Vegetable Shortages Possible Due to High Electricity and Gas Prices

Rising electricity and gas prices will affect agricultural crops grown during the winter in heated greenhouses, such as tomatoes, peppers and cucumbers.

Vegetable growers in Europe are considering halting production due to the financial blow dealt to them by the European energy crisis, raising the costs of greenhouse cultivation and refrigerated storage.

Rising electricity and gas prices will affect agricultural crops grown during the winter in heated greenhouses, such as tomatoes, peppers and cucumbers, but also those that need to be stored in cold storage, such as apples, onions or endive.

Emmanuel Lefebvre produces thousands of tons of endive annually on a farm in northern France, but this year he may give up production because of crippling energy costs needed to cool the harvested heads.

Growing endive requires a particularly large amount of energy. After being harvested in the autumn, the heads are stored at below-zero temperatures and then replanted in temperature-controlled spaces to enable year-round production.

“We are really wondering whether we will harvest what is in the fields this winter,” Lefebvre told Reuters. European farmers are warning of possible shortages. The expected blow to production and price surge could prompt supermarkets to source more agricultural products from warmer countries, such as Morocco, Turkey, Tunisia and Egypt.

The biggest cost item for greenhouse vegetable growers is gas, farmers say. Prices are more than 10 times higher than in 2021, they complain in France.

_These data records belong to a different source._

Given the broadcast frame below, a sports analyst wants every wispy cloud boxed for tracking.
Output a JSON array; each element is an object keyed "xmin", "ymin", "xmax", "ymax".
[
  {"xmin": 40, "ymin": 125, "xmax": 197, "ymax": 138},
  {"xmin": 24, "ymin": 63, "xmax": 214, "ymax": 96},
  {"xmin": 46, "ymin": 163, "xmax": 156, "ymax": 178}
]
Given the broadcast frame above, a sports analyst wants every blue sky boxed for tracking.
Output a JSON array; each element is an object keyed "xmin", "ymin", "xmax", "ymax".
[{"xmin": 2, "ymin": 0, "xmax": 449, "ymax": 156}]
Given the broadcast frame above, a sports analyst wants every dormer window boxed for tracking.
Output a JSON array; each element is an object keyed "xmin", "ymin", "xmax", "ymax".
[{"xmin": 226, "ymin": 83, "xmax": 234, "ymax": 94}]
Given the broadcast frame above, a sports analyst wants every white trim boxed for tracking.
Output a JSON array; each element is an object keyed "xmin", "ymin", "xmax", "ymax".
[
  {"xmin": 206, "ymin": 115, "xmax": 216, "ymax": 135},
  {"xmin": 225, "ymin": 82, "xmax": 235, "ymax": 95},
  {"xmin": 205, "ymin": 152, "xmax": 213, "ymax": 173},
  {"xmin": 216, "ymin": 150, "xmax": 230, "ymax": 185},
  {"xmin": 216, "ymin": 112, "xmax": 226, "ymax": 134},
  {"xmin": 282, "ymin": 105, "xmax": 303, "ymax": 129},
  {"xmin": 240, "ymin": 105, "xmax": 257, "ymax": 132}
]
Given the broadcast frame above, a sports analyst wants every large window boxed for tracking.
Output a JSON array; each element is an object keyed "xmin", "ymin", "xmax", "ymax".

“In the coming weeks I will plan the season, but I don’t know what I will do,” said Benjamin Simonot-De Vos, who grows cucumbers, tomatoes and strawberries south of Paris. “If it stays like this, there is no point in starting another year. It is unsustainable,” he added.

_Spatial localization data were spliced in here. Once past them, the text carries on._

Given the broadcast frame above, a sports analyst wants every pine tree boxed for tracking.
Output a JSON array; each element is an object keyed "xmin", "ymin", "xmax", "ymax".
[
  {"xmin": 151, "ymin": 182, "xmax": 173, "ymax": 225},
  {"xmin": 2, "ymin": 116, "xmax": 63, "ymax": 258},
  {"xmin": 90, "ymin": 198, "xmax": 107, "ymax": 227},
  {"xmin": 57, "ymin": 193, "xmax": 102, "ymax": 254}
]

In addition to expensive energy, farmers’ profits are also threatened by the ever-rising costs of fertilizer, packaging and transport.

Even fruit and vegetable growers in sunny countries such as Spain are having problems, primarily with fertilizer costs, which have risen by a quarter.

Jack Ward, executive director of the British Growers Association, believes that production will move ever farther south, beyond Spain to Morocco and parts of Africa.